My steadfast sponsor, like everything else, was forced to close. As their income disappeared overnight, so did the lifeline of Swindon 18-30. I sat on my bed one night, barely able to sleep. Years of hard work, of creating and building, ended before people had even the chance give it a decent send off. I was left hollow, wounded but without the blood to show for it.
“Sh*t Happens, Get Over It”
I proposed to the leadership team setting up a fundraising page. A last-ditch hope that we could scrape together enough to cover the next six months of fees (around £100).
I did some research, compared the options eventually went for GoGetFunding which was one of the few which let fundraisers withdraw money, even if they don’t make the target set on the page. This in mind, I went for a over optimistic £260 which would cover costs for a year, plus the fundraising page fees. I hit submit, the page went live.
I sent a frank and blunt email to all the members with a link to donate money and walked away. A watched pot never boils and I couldn’t bear to spend a wasted evening watching a page that got no engagement. In five years I’d never asked anything of my members, new and old, so to be begging for money now? I was adamant that they’d see me as being unrealistic.
The Kind of Thing That Only Happens in Movies
I retuned to my laptop and was taken with the number of emails in my inbox. “Probably spam,” I thought, but I was wrong. Very wrong. Because instead of the junk mail I was expecting, all the emails were notifications from the fundraising website.
Donations came in thick and fast and at values that almost made me want to cry. I probably would have if not for the personalised messages getting to me first.
There I’d been, working my socks off and building up a strong leadership team and thinking no one had noticed. That no one had particularly cared for all the effort we put in. The words I was reading now, they proved me wrong.
“Every penny well deserved!”
“An amazing organisation, I hope it carries on long into the future.”
“This group helped me take control of my social anxiety and build my confidence.”
“I owe so much to Swindon 18-30. So many incredible people I wouldn’t have even crossed paths with if it were not for the events put on.”
“Well done Alice! Keep up the good work and long live the mermaids!”
In just over 24 hours we hit my target for funding, but yet the money kept pouring in, it seemed everyone wanted to show their support and ensure the group stayed alive. And this wasn’t just current members, people who’d long left Swindon donated, keen to ensure its legacy for new batches of young professionals.
For the second time that week I found myself unable to sleep, although this time it was out of happiness and relief. The group had validated its existence, it had an army of young people prepared to fight tooth and nail to keep it running.
Stop the Press!
The local press release was published the following week with a number of last minute updates. The original purpose, framed to act as a plea for help was now repurposed as an awareness piece, to reach out to those who felt alone and isolated. That at the end of all this there would be a place to safe place to meet and engage with other people.

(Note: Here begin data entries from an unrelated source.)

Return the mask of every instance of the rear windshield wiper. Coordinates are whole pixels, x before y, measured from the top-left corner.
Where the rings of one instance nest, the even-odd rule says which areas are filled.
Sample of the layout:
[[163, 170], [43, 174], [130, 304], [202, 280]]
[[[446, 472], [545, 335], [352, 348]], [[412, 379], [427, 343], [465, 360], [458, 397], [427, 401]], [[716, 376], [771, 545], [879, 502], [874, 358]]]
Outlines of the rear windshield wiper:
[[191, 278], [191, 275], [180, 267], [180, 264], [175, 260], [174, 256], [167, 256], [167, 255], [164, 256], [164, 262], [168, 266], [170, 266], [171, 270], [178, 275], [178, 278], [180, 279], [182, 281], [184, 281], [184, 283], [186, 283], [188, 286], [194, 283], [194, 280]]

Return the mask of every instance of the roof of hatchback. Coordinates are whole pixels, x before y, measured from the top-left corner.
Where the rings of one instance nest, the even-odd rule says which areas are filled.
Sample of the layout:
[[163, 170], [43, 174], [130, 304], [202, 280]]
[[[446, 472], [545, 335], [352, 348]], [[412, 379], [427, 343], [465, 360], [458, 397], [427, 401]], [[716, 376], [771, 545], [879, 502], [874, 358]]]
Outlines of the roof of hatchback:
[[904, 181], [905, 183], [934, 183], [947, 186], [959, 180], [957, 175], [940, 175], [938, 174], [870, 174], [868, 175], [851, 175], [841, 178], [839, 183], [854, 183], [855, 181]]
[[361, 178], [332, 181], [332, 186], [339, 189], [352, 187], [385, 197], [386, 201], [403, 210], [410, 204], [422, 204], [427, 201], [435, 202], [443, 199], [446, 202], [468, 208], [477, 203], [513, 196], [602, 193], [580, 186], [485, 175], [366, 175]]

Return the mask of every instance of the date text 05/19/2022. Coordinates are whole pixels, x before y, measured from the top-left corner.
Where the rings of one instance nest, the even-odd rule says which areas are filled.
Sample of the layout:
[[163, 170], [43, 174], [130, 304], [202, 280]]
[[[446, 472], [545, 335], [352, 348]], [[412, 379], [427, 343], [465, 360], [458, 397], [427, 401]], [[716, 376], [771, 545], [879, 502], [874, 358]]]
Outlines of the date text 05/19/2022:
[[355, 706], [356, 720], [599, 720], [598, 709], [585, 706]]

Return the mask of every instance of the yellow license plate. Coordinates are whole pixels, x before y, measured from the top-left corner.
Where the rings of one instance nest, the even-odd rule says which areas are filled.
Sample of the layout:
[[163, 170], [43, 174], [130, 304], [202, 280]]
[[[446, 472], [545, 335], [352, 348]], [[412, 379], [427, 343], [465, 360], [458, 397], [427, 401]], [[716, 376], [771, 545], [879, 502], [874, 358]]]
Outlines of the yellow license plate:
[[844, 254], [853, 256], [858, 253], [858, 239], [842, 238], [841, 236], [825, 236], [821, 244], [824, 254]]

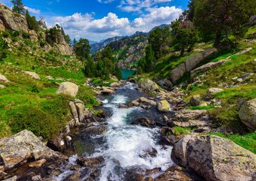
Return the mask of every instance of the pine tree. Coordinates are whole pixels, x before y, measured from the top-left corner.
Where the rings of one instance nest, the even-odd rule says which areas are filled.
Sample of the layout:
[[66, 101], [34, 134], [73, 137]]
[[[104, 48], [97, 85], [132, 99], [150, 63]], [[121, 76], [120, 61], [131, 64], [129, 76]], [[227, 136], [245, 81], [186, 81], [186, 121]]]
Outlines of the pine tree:
[[194, 24], [205, 39], [215, 37], [216, 48], [225, 46], [221, 42], [230, 34], [243, 35], [255, 11], [255, 0], [196, 0], [194, 5]]

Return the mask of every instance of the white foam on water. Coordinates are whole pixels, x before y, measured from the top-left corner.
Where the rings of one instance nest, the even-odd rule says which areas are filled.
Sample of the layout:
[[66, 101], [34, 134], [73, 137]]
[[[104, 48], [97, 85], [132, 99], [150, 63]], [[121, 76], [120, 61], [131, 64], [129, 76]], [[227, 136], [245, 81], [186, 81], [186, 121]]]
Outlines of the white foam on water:
[[103, 100], [102, 101], [102, 103], [103, 104], [106, 104], [106, 103], [108, 103], [108, 99], [105, 99], [105, 100]]

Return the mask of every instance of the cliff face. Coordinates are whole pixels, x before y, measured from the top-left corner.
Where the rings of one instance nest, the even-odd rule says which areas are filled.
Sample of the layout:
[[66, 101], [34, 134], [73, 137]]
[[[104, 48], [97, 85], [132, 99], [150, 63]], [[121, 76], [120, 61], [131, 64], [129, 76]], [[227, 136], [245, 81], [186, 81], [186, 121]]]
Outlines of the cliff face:
[[[47, 42], [47, 35], [44, 31], [38, 34], [29, 29], [26, 17], [18, 13], [13, 13], [9, 7], [0, 3], [0, 30], [13, 30], [20, 32], [25, 32], [30, 35], [29, 39], [31, 41], [38, 42]], [[52, 45], [46, 44], [42, 48], [46, 52], [53, 50], [63, 55], [72, 55], [72, 48], [64, 39], [63, 36], [59, 33], [57, 37], [57, 41]], [[8, 42], [11, 43], [10, 41]]]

Like everything that happens in my life, there had to be a catch to all this positivity. For me, this came when the webpage was bombarded with fraudulent donations. The alarm bells came when the donations were coming in tiny denominations (usually £1) and from people I didn’t recognise. Later it transpired that these payments were likely stolen cards being tested out prior to the thief either selling them on or using them for bigger transactions. Wanting to do the right thing (and wanting to avoid severe penalties), I promptly returned the money back to the payment card, only to then be charged a handling fee for doing so!
I spoke with both customer services on GoGetFunding and then PayPal, voicing frustrations. They both pointed fingers at the other, both refused to acknowledge the faults in their system, both saw no reason to refund me for doing the right thing. I enchanced secrity controls, as per PayPal’s recommendation, which made things worse. The next morning I had ten transactions to refund. It was at that point, stressed and deeply angry, that I was sadly forced to close the funding page ahead of time.
If there is one top tip I can place in all of this it is to not use GoGetFunding. The commission is less but damn, you pay more in blocking fraudulent payments in the long run!
However, all said and done the final figure at the point of close spoke for itself. The group had done it, we had enough to keep going throughout the tough months to come.
The Future is Bright…
On the far side of all this (whenever that might be) it’s confirmed, that there will be a group and place for people to call their social home. A place to buy a pint or two and give toast to everything that’s made us who we are today.
Here’s to the silent supporters and the ‘this one’s on me’ drink buyers. Long live the donators of good causes, the ones who have the vision to see beyond the news headlines and the weeks on a calendar. From my heart to yours, thank you. Thank you so much.